Im Rahmen der Maßnahmen zur Bekämpfung des Corona-Virus arbeiten derzeit viele Arbeitnehmer im Home-Office. Für Personen, die in einem Staat leben und in einem anderen Staat arbeiten (sogenannt „Grenzpendler“) kann das unerwartete Konsequenzen haben: Je nach Tätigkeitsstaat und dem somit anwendbaren Doppelbesteuerungsabkommen (DBA) kann sich die Besteuerung des Arbeitslohns grundlegend ändern. Mit Österreich [1], Luxemburg [2] und den Niederlanden [3] hat Deutschland nun Konsultationsvereinbarungen abgeschlossen, um steuerliche Nachteile für Grenzpendler“, die ihre Tätigkeit Covid-19-bedingt im Home-Office ausführen, zu vermeiden. Anhand von Beispielen im deutsch-österreichischen Kontext stellen wir die wichtigsten Sonderregelungen im Folgenden dar.

 

Grundsätzliche Regelung für grenzüberschreitend tätige Arbeitnehmer

Gemäß dem deutsch-österreichischen DBA dürfen die Vertragsstaaten jeweils grundsätzlich den Anteil des Arbeitslohns besteuern, der auf eine in ihrem Gebiet ausgeübte Tätigkeit entfällt.
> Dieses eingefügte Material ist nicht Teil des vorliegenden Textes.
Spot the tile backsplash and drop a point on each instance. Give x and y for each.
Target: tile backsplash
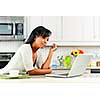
(64, 51)
(10, 46)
  • Beispiel: Der Arbeitnehmer A lebt in Deutschland und arbeitet im Jahr 2019 an den drei mittleren Wochentagen im Büro seines österreichischen Arbeitgebers. Freitags und montags übt er seine Tätigkeit im Home-Office aus, damit er bei seiner Familie sein kann. A gilt damit nicht als Grenzgänger im Sinne des DBA Deutschland-Österreich (siehe unten). Bei konstantem Arbeitslohn besteuert Österreich 3/5 des Arbeitslohns (entfällt auf die Tätigkeit im Büro). Deutschland besteuert die restlichen 2/5 des Arbeitslohns (entfällt auf die Tätigkeit im Home-Office).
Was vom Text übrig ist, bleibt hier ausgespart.